When Something Good Can be a Burden

There are many Catholics in Korea who feel an extra burden when someone in the family is in religious life. The writer on spirituality in the Catholic Times discusses this often troubling situation. 

The pressure they feel is many times more than what others are likely to feel because of what they see as a deterrent in doing what they feel they should. When living in an impossible situation, liked a failed marriage where divorce seems out of the question, they are depressed not knowing what to do  because they have a religious in the family.

And there are difficulties not only with divorce. When there is a suicide in the family, an abortion, a mental problem, they have difficulty talking about it with others because of the self-imposed  burden. It is something that they brood over and speak about only within the family circle.

Yes, it is a fact, says our writer, that those with religious in the family are faced with pressures that others don't have. Even if they are not living an exemplary life they are concerned about what others will be thinking, and it affects their life. The religious person may tell the family to go about their lives and forget about having a religious in the family, but these are just words and do little to relieve them of their concerns. 

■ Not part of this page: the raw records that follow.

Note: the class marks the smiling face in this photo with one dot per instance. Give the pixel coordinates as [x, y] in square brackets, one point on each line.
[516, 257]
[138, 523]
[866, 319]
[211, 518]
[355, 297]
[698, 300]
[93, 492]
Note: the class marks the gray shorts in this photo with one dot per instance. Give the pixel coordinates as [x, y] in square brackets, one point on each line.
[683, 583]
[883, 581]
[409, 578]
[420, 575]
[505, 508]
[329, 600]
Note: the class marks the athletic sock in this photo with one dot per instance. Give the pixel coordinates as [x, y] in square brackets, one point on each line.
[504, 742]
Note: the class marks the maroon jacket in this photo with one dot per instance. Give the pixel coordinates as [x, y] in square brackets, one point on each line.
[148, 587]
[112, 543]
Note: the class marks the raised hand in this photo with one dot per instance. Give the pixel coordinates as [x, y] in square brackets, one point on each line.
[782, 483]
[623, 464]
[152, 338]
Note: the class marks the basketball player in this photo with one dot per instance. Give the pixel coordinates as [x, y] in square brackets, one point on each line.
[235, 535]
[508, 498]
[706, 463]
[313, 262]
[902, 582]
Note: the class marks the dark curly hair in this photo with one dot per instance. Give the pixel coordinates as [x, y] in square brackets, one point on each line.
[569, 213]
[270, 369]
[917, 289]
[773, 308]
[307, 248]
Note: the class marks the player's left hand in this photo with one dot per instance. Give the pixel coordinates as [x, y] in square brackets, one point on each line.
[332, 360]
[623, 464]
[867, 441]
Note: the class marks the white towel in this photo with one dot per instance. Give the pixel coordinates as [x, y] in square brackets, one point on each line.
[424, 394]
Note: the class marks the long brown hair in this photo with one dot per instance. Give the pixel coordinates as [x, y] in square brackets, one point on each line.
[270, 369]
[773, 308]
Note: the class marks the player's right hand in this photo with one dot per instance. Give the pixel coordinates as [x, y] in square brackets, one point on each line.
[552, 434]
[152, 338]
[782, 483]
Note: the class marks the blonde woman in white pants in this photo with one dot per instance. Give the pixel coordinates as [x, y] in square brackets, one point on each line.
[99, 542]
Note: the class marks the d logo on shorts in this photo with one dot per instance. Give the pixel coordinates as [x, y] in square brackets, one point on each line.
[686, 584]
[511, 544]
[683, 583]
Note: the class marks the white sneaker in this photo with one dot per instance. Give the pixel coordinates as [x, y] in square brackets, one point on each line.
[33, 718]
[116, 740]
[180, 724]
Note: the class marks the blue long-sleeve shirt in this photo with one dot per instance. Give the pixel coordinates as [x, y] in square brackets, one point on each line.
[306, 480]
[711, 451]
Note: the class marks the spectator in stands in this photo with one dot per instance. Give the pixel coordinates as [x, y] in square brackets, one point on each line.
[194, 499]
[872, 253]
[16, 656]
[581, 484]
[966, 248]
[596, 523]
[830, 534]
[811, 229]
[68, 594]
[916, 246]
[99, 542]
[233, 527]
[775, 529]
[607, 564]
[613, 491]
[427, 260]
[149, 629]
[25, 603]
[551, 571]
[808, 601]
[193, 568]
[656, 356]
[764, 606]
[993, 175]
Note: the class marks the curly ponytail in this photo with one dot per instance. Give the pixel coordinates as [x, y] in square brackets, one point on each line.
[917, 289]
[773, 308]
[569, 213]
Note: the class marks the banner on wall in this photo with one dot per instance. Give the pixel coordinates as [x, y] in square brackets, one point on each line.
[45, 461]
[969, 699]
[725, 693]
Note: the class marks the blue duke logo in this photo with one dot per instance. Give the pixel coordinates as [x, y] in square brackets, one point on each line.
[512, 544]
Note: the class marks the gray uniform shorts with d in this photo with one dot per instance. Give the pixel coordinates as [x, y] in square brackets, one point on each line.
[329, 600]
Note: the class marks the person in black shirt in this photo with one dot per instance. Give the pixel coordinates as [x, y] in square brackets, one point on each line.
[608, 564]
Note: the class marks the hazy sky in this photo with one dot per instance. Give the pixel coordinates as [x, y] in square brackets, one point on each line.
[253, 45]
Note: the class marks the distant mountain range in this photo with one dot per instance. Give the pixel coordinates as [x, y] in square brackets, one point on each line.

There are times when a  priest or a religious, even though choosing the life he wanted, has difficulties of his own; where can he go to complain? Often, during vacation or when free he can go home and unburden himself with the family. He can then give vent to his irritation, complain, lose his temper and find relief in the family. The family also has to endure these outbursts and pray that he continues in his calling.

The writer figures that with the number of priests and religious in Korea, the  immediate families would be about 100,000. If  you include the close relations the numbers would be much larger. Having a person devoted to this way of life, though most often a cause of joy, can at times bring pain. All this may be overcome with prayer, and these  efforts deserve our applause.

He feels that there should not be a burden on others in these situations. Those who are neighbors or friends of these families should  pray for their happiness and relate with them naturally, casting  away all uneasiness. Though the writer knows it may not be that easy, with right effort and prayer he knows it can be done.